The Story of Henrietta Lacks and the Biotechnology Company Accused of Selling Her Cells for Profit
Two articles (Newsweek
and Fierce Biotech
) describe the new lawsuit by the Henrietta Lacks Estate surrounding the HeLa cell line. The claim is "unjust enrichment," a difficult claim to win, but one that seems to fit this case, if any does. If you don't know this story, I recommend The Immortal Life of Henrietta Lacks, by Rebecca Skloot. It is the true story of an apparently wonderful woman, Ms. Lacks, who tragically died of cervical cancer at Johns Hopkins (now) Medical Center in 1951 at the age of 31. Human cell lines are notoriously hard to keep alive in a lab. Ms. Lacks' cancer cells were and are amazingly robust. Johns Hopkins saved some of those cells, identified them as extraordinary, used them in research, and later shared clones of the cells with others, who also used and shared them. Universities and companies still use that cell line today for research. There is no evidence that Johns Hopkins made a dime from the cells, but some biotech companies have used those cells in developing and testing new products. The plaintiff alleges systemic racism and many other things.
Ms. Lacks grew up in Virginia in the 1930s and 1940s, dying in Maryland in 1951. There is no question that she suffered systemic and personal racism. There also is little question that research scientists in the 1950s thought nothing of taking small tissue samples from the patient or from surgery detritus, especially in cases with negative outcomes, sometimes with and often without notice or permission. After all, surgeons usually threw that stuff away! Ms. Lacks happened to have the motherload of robust cells. What was wrong with appropriating a few (again in 1951)? Why should her family, now 70 years later, profit from that quirk of nature?

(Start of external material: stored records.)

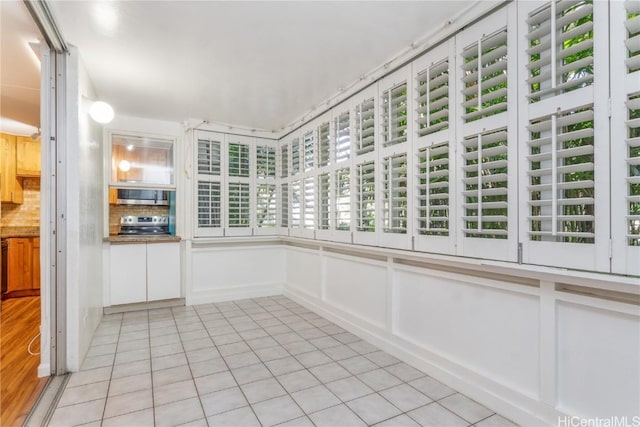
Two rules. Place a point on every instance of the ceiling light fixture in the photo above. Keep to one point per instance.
(101, 112)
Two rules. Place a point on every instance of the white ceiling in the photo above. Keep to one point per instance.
(254, 64)
(19, 69)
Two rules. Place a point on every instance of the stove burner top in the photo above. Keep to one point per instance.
(144, 225)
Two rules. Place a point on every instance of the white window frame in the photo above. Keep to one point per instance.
(586, 256)
(392, 239)
(221, 179)
(625, 258)
(488, 248)
(434, 243)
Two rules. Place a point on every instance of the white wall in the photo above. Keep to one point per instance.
(221, 271)
(509, 338)
(84, 213)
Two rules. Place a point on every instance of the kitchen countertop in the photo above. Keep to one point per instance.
(19, 232)
(141, 239)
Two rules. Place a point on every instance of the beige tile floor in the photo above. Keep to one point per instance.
(255, 362)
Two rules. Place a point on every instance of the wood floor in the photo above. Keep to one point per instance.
(19, 382)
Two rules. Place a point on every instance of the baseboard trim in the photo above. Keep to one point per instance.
(207, 296)
(150, 305)
(508, 402)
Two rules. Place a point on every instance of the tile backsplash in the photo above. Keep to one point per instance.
(27, 213)
(117, 211)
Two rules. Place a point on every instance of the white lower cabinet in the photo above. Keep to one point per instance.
(144, 272)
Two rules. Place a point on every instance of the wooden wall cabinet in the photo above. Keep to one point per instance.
(21, 266)
(10, 183)
(27, 156)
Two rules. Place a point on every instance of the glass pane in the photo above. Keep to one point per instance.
(143, 160)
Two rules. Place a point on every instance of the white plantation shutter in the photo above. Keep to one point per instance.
(561, 186)
(625, 136)
(238, 204)
(433, 190)
(632, 42)
(366, 197)
(265, 161)
(342, 126)
(394, 115)
(564, 126)
(295, 156)
(485, 185)
(209, 156)
(365, 126)
(633, 171)
(561, 48)
(324, 201)
(296, 205)
(238, 159)
(343, 199)
(324, 143)
(284, 161)
(307, 142)
(265, 205)
(209, 205)
(308, 202)
(394, 202)
(209, 183)
(432, 99)
(284, 205)
(484, 81)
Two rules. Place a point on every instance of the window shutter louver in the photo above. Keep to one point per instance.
(343, 199)
(265, 205)
(485, 77)
(265, 162)
(433, 190)
(208, 157)
(295, 156)
(209, 212)
(238, 204)
(308, 202)
(238, 160)
(485, 193)
(366, 197)
(562, 177)
(308, 151)
(632, 42)
(365, 126)
(284, 205)
(633, 170)
(561, 48)
(284, 161)
(432, 87)
(323, 201)
(324, 143)
(296, 213)
(395, 194)
(343, 137)
(394, 115)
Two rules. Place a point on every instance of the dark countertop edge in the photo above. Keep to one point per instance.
(141, 239)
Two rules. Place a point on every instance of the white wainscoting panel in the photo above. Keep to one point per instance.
(488, 330)
(360, 288)
(598, 361)
(303, 271)
(222, 273)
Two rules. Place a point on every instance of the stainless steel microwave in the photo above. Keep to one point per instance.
(128, 196)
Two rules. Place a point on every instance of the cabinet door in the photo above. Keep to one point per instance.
(35, 263)
(163, 271)
(128, 273)
(10, 185)
(27, 156)
(19, 264)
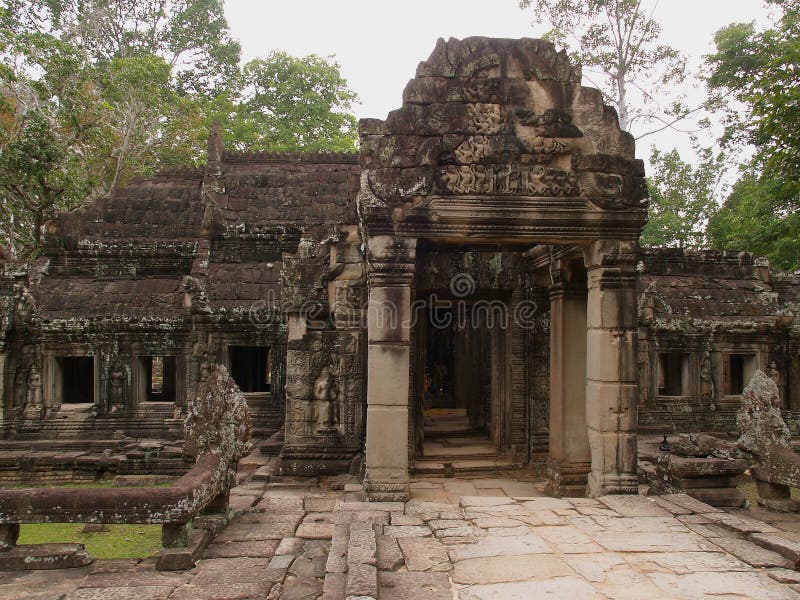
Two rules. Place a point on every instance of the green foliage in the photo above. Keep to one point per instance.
(292, 104)
(617, 42)
(95, 92)
(759, 216)
(756, 81)
(681, 199)
(118, 541)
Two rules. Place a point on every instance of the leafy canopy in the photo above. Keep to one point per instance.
(618, 44)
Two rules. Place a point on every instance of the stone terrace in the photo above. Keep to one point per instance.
(456, 538)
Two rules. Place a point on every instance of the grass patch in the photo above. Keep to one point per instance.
(119, 541)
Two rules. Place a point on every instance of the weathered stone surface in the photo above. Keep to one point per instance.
(500, 569)
(362, 580)
(255, 549)
(389, 556)
(44, 556)
(498, 546)
(406, 531)
(424, 554)
(753, 554)
(411, 586)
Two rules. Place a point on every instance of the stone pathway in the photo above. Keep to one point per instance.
(460, 539)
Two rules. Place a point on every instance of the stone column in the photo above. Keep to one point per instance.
(391, 272)
(569, 457)
(611, 369)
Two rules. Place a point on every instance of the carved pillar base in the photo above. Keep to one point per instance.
(567, 480)
(388, 367)
(386, 485)
(611, 368)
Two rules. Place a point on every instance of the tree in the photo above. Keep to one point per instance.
(617, 41)
(759, 69)
(749, 220)
(681, 199)
(290, 104)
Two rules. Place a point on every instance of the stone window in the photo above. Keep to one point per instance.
(672, 374)
(737, 369)
(159, 374)
(77, 379)
(250, 368)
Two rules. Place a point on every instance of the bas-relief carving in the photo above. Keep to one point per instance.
(325, 408)
(485, 118)
(532, 180)
(33, 398)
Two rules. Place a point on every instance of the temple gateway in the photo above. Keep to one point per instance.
(477, 263)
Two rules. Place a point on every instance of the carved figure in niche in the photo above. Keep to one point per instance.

Imagine, instead, that Ms. Lacks had an untrained, but melodious and haunting singing voice. Also imagine that she was recorded singing standards of old popular tunes on her front porch, and those recordings became record albums that still sell today. Unless she contracted away her rights, copyright laws grant her a royalty from every sale and every public use for at least 75 years after her death. Now, how crazy does this lawsuit sound?
It will be an interesting case with many public soundbites. The angle is "racism." The real issue, in my humble opinion, is ownership of our own bodies and talents, and the ability of someone else to profit from them without consent. Issues of timeliness and reasonableness of expectation also may counter this. "Informed consent" was in its infancy in the mid-1950s. Researchers may have ignored Ms. Lacks' rights, but it was not obvious in 1951. Ms. Lacks was not the only person whose cells were used for commercial purposes. This may set a new legal standard for such cases and have broad impact. More likely, recognizing the potential public fallout, companies will line up to settle this quietly. We will follow this.